デジタル写真についての川本さんの発表は、音のデジタルーアナログを考える上でも参考になった。ただ、疑問はやはり残った。デジタルーアナログの対立(インデックスをめぐる対立)を解消させるために、技術的なレベルでの重なりを確認する作業によってそれを解消しようとする主張はよく分かる。ただ、それは指摘があったように、見ること(モニター上にあるものは写真?)、所有すること(プリントされたもの、データとして保存されたもの)のレベルとは異なる議論だ。僕が特に気になったのは、技術的なレベルでの対立はないと議論した後、はたして対立は無くなるのかということ。「写真は死んだ」の先に蘇ってくる写真のゾンビはカメラ雑誌の中で蠢いているし、なぜデジタル画像は写真としてプリントされるのか。インデックス性がある/なしを議論するよりも、むしろ問いを逆に立て、なぜインデックス性を<写真>に求めるのか、与えるのかということも議論できるのではないかと思った。この問題は音でもやらなければならないところ。


「アトラクションの映画」の発表について、司会をしているうちに勝手に興奮してしまったが、やっぱりガニングの「アトラクションの映画」が有効か否かという議論よりも(確かにガニングが精緻に資料を調査していたかは疑わしい)、それがどのような必要性の中でどのような戦略をもって概念化されたのかを議論した方が面白いように思った。これは発表の後、松谷さんとの議論でも一致した意見だった。おそらくガニングは、支配的な装置論(時代はずれているのだろうか)が提示する窃視的な観客ースクリーンの関係に対し、別の見方を提示するために初期映画を戦略的に利用したのだと思う。それはコプチェクとは違う方法で装置論に応答しつつ、観客の差異を認めることのできる幅を持っているのではないか。その意味で、現代の映画にまで適用するのはまずいと捉えるよりは、現代に適用された「アトラクションの美学」が「ショック」や「驚き」をどのように物語映画において議論できるかを考える方が有効であるように思う。

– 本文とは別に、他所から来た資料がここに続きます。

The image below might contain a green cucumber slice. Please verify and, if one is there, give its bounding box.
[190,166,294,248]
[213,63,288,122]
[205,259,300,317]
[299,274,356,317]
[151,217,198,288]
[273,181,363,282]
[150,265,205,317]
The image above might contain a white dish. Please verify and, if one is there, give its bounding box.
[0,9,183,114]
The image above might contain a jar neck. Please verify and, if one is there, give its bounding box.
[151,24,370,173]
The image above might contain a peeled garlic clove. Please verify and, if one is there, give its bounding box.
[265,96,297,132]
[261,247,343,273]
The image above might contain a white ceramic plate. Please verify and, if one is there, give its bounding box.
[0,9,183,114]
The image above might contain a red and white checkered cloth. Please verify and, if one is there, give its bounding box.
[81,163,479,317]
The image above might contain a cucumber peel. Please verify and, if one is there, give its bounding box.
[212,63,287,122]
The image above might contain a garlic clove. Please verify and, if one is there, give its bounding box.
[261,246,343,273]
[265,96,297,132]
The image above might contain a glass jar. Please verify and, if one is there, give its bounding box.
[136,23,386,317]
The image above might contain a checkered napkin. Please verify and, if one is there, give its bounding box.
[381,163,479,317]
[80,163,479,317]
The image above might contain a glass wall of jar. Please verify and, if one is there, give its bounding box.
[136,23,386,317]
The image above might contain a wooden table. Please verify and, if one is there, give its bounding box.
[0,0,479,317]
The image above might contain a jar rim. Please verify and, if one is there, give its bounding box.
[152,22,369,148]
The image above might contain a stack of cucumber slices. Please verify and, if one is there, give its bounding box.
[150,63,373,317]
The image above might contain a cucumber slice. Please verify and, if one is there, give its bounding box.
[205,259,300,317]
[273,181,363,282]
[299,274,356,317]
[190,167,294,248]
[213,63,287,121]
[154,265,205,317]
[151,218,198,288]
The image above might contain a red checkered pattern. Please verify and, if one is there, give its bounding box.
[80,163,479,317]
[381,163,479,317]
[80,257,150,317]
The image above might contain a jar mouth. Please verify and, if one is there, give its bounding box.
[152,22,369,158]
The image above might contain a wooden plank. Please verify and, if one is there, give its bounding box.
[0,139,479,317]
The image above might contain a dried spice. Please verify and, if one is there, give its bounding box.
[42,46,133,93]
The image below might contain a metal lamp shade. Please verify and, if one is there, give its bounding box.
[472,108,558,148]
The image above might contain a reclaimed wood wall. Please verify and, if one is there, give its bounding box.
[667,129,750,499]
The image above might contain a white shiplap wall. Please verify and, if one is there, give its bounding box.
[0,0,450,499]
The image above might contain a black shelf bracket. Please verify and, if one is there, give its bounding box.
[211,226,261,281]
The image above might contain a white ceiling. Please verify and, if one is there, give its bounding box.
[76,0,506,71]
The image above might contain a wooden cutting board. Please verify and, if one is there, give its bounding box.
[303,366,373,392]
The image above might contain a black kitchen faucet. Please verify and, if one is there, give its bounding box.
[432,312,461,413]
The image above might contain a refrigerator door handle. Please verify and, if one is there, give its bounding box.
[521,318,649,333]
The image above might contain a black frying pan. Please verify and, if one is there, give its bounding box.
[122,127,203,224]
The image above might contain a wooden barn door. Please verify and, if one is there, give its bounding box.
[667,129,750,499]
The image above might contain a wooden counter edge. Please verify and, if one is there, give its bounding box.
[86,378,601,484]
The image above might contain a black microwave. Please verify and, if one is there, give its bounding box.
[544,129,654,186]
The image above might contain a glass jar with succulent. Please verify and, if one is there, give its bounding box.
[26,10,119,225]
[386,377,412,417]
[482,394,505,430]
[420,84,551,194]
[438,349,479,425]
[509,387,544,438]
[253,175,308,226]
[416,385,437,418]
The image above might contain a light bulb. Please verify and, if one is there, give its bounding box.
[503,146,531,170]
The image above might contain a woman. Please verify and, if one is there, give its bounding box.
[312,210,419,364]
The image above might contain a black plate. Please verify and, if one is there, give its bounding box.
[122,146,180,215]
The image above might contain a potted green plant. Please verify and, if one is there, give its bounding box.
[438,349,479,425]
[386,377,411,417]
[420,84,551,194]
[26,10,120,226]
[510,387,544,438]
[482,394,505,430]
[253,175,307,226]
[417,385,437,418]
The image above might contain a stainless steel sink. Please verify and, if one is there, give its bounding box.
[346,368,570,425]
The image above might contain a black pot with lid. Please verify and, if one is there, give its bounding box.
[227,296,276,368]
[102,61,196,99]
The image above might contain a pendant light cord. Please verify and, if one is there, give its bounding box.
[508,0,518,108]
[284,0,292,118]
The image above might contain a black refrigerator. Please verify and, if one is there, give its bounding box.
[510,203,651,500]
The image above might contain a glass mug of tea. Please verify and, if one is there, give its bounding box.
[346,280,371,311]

関係ないが、この議論の後、話がまた盛り上がり、スクリーンのすべてを見ることのできる観客を想定した映画研究(見過ぎな映画論)に有効性はあるのかという話になった。スチル写真を精緻に分析することも必要だが、そうした細部からは見えてこないものを議論するのも必要なのではないかと思う。そろそろ、映画の音にも着手しよう。